尖閣諸島周辺で釣れたアカマチなどの箱に「尖閣」商標シールを貼る高江洲社長=10日午前、八重山漁協
尖閣諸島周辺で釣れたアカマチなどの箱に「尖閣」商標シールを貼る高江洲社長=10日午前、八重山漁協

 株式会社尖閣(石垣市真栄里)の高江洲正一社長(45)は10日、八重山漁協のセリに仲買人として参加し、尖閣諸島(石垣市登野城)周辺で釣れたアカマチをキロ当たり2500円の高値で競り落とした。同社はこの日、「尖閣」の商標シールを外箱に貼り、アカマチなどを東京の築地市場に初出荷した。高江洲社長は、今後も尖閣諸島周辺で釣れた魚類を高値で購買する意向を示し「漁業者には、どんどん尖閣周辺で漁をしてほしい」と呼び掛けた。
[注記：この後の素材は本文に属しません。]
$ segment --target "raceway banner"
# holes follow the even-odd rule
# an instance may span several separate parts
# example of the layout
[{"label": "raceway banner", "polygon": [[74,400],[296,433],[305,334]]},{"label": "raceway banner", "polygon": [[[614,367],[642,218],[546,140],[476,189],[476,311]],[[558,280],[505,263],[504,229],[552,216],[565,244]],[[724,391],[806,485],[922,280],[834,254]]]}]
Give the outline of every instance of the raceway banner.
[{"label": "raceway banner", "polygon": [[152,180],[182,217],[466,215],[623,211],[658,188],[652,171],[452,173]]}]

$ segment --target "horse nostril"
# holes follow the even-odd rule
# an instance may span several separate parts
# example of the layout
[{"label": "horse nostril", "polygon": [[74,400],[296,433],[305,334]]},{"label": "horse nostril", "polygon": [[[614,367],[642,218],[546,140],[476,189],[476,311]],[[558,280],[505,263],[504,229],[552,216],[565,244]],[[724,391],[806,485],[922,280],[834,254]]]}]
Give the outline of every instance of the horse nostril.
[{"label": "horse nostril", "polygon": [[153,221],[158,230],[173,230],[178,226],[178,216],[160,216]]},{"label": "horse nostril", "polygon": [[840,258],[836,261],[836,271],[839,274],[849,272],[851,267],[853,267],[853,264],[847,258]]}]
 アカマチは現在、キロ当たり1000円前後で取り引きされており、2500円は破格。同社の依頼を受けた漁業者などが前日までに尖閣諸島周辺で約20本を釣り上げ、セリに出した。同社のセリ参入は、漁業者に対し、尖閣諸島周辺での漁業活動を促すデモンストレーションの意味合いもある。


 セリのあと、高江洲社長は「尖閣諸島は石垣市の行政区域なので、石垣市周辺で捕れた魚は、尖閣ブランドで売り出せるようにして、東京や大阪に販路を拡大したい。高く売れれば漁業者も喜んでくれる」と意気込んだ。「尖閣」の商標シールを活用することで、築地市場では高値取り引きが期待できるという。


 同社は今年6月、「尖閣」の商標権を取得した。八重山漁協も商標権を主張しており、特許庁に異議申し立てを行っている。同社が「尖閣」の商標シールを活用した販売活動を開始したことについて「異議申し立ての判断を見守る」として当面、静観の構えだ。